Bitcoin’s halving may save market again, according to historical analysis
With the massive correction in the crypto market, more and more traders and investors are abandoning short- and medium-term forecasts and looking at macro data like Bitcoin’s halving cycles and the effect that they have in the crypto market.
Investors who use BTC halving as a market indicator often rely on the mid-halving, which sometimes becomes a bottom for the price of the digital gold. In the previous cycle, we saw a mid-term bounce off of the logarithmic support curve, which supposedly correlates with the 780th-880th day of the halving cycle.

Analysis based on Bitcoin’s halving model has its roots in the simple law of supply and demand. Block reward size is a tool that can directly affect Bitcoin total supply inflation, as miners put constant pressure on the market.
In two previous halving cycles, Bitcoin successfully bottomed out around the aforementioned day range, which is even more notable on the logarithmic chart.

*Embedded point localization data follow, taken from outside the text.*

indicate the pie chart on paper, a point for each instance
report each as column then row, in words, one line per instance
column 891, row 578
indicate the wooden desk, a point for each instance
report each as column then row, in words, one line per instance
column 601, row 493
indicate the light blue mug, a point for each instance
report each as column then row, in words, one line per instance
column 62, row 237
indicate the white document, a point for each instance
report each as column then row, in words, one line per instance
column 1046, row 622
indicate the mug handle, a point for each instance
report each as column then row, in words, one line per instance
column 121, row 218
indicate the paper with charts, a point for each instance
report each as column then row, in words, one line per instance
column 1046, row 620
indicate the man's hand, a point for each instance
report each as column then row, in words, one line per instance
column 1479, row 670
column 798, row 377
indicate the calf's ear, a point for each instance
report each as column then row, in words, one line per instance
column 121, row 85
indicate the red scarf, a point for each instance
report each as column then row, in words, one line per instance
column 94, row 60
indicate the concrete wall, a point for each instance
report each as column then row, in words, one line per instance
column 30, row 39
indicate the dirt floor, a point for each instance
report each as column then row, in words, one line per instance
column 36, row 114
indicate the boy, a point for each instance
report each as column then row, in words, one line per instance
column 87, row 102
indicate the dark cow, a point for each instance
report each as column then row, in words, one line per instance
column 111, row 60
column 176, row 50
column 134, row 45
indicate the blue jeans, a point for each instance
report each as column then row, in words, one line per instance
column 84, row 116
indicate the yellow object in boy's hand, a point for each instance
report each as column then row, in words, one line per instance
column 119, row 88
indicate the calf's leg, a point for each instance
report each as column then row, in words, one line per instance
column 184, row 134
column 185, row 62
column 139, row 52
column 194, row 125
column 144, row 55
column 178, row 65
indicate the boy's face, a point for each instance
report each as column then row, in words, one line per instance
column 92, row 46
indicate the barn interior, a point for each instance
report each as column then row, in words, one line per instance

Halving continues to affect the market
During the bullrun of 2021, many analysts, including Willy Woo, believed that the halving would no longer have such an impressive effect on the market as we have seen before. His main reasoning was the institutional exposure to the cryptocurrency market, which will bind him more to stocks and make him less independent.
We are yet to see the actual source of the pressure on the cryptocurrency market since Bitcoin is currently moving in correlation with the stock market, which had been plunging after unexpected inflation data and the Fed’s hawkishness.
In addition to macroeconomic pressure in the market, issues with Ethereum-based DeFi services and platforms are causing further panic in the market.